George Stewart

Personal information
- Full name: George Lindsay Stewart
- Date of birth: 11 December 1882
- Place of birth: Wishaw, Scotland
- Date of death: 10 November 1962 (aged 79)
- Place of death: Davyhulme, England
- Position: Outside right

Senior career*
- Years: Team / Apps / (Gls)
- Wishaw Thistle
- Strathclyde
- 1904–1906: Hibernian / 48 / (4)
- 1906–1911: Manchester City / 102 / (13)
- 1911–1913: Partick Thistle / 15 / (2)
- 1912–1913: → Stalybridge Celtic (loan)
- 1913–1915: Merthyr Town

International career
- 1904–1906: Scottish League XI / 2 / (0)
- 1906–1907: Scotland / 4 / (0)

= George Stewart (footballer, born 1883) =

Scottish footballer

George Lindsay Stewart (11 December 1882 – 10 November 1962) was a Scottish professional footballer, who played for Hibernian, Manchester City, Partick Thistle and the Scotland national team.

==Club career==
An outside right, Stewart began his professional career with Hibernian in 1904, replacing John Stewart (no relation) who had been part of the squad that won the Scottish Football League in 1903.

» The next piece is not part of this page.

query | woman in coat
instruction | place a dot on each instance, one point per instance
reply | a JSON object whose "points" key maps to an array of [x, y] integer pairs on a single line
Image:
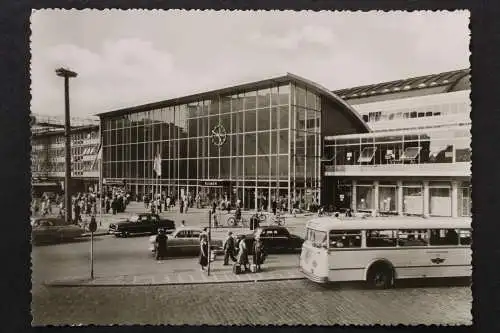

After two good years in Leith, Stewart was transferred to Manchester City at the end of the 1905–06 season for £650, which was a substantial transfer fee (the record fee at the time, for the transfer of Alf Common, was £1000). He made over 100 league appearances for City, experiencing a relegation in 1909 followed by promotion as winners of the 1909–10 Football League Second Division, before ending his career with short spells at Partick Thistle, Stalybridge Celtic and Merthyr Town, settling in the Manchester area.

==International career==
While playing for Hibs at club level Stewart made his Scotland debut in a 2–0 defeat by Wales at Tynecastle in the 1906 British Home Championship, and then also played in the 2–1 victory against England in the same tournament. He won two further international caps during his time with Manchester City.